Quels souvenirs garderez-vous de la collaboration avec Jennifer Perrin ?

Travailler avec Jennifer a été particulièrement agréable, efficace mais aussi très facile. Jennifer a en effet toujours été très impliquée dans son travail, et elle a fait preuve d'une motivation constante et sans faille tout le long du projet. Jennifer est de plus une personne très sympathique, dynamique et qui s'est parfaitement intégrée dans notre équipe. Elle a également fait preuve d'une très grande maturité scientifique, ce qui lui a permis de réaliser un travail impressionnant, tant qualitatif que quantitatif, doublé d'aspects multidisciplinaires. Plusieurs fois reconnue pour ses qualités d'oratrice, Jennifer a toujours fait preuve de qualités pédagogiques et didactiques dans la communication de ses résultats comme en témoignent plusieurs prix de de communications orales à des colloques. Elle a aussi parfaitement joué son rôle de lien entre Axyntis et notre équipe et a contribué à renforcer nos relations avec l'entreprise.

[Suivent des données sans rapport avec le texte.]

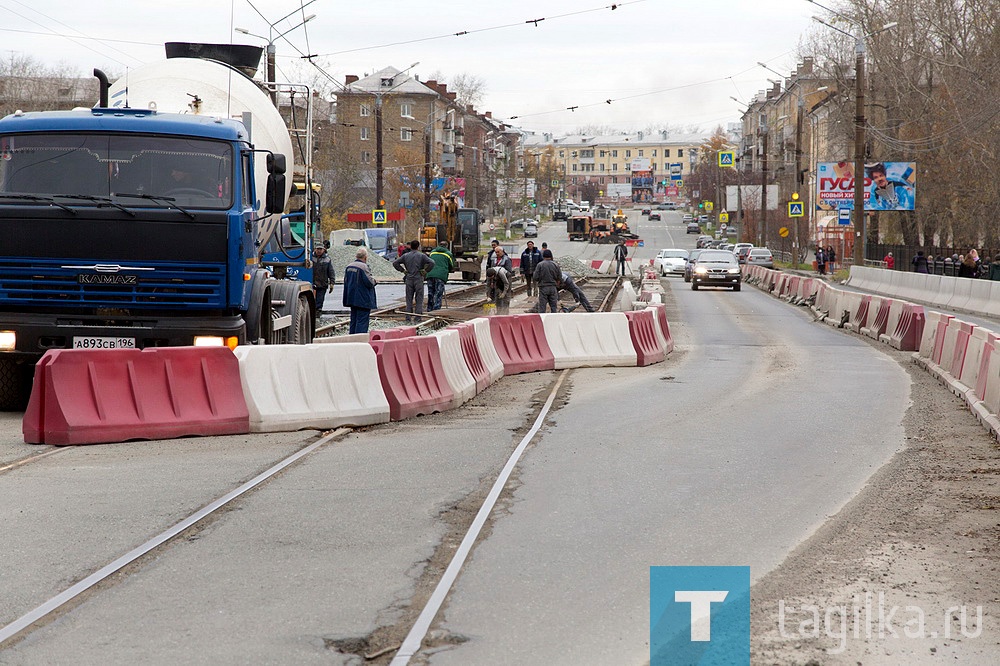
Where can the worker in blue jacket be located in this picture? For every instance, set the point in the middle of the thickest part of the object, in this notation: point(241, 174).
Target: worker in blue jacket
point(359, 291)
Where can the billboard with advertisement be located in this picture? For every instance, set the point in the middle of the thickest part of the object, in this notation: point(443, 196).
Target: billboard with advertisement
point(888, 185)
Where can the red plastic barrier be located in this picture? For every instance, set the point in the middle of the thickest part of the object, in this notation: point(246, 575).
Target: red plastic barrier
point(984, 366)
point(961, 347)
point(939, 336)
point(83, 396)
point(521, 344)
point(412, 376)
point(392, 333)
point(910, 328)
point(661, 315)
point(860, 318)
point(642, 330)
point(881, 319)
point(473, 359)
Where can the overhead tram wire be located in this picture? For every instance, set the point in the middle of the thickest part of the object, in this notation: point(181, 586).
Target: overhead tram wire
point(463, 33)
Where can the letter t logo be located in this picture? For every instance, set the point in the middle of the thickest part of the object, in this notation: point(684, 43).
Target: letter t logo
point(701, 610)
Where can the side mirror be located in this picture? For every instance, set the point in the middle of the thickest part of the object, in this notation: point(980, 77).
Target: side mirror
point(275, 163)
point(274, 200)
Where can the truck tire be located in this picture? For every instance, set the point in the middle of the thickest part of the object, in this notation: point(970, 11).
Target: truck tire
point(15, 385)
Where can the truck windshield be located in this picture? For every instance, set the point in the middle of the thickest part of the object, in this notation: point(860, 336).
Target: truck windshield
point(137, 171)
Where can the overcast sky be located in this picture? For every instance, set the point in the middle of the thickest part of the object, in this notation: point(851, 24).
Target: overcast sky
point(661, 62)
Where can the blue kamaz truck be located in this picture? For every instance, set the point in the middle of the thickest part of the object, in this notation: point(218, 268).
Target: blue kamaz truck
point(130, 226)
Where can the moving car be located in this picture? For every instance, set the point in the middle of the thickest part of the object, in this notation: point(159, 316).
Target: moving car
point(670, 261)
point(740, 250)
point(716, 268)
point(760, 256)
point(692, 258)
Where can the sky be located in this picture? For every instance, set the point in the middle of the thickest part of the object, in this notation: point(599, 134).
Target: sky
point(661, 63)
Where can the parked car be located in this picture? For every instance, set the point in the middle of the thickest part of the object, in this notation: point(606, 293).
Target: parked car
point(716, 268)
point(692, 258)
point(760, 256)
point(671, 261)
point(740, 250)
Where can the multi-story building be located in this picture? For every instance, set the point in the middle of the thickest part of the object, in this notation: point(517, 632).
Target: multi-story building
point(591, 166)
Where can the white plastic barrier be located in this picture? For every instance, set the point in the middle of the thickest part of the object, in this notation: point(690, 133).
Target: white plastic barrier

Quel est pour vous l'avantage du dispositif CIFRE ?

Le dispositif CIFRE a beaucoup d'avantages. Travailler en partenariat étroit avec une entreprise ne peut qu'accélérer le transfert de nos découvertes vers l'industrie. Par ailleurs cela permet une meilleure compréhension des interrogations du milieu industriel. En faisant de la recherche académique, on a des idées d'applications potentielles mais il nous manque le point de vue de l'industriel. On a privilégié un dialogue en confiance qui nous permet de mieux appréhender les questions de mise à l'échelle industrielle auxquelles nous ne sommes pas confrontés au stade du laboratoire et cela impose évidemment de nouvelles contraintes.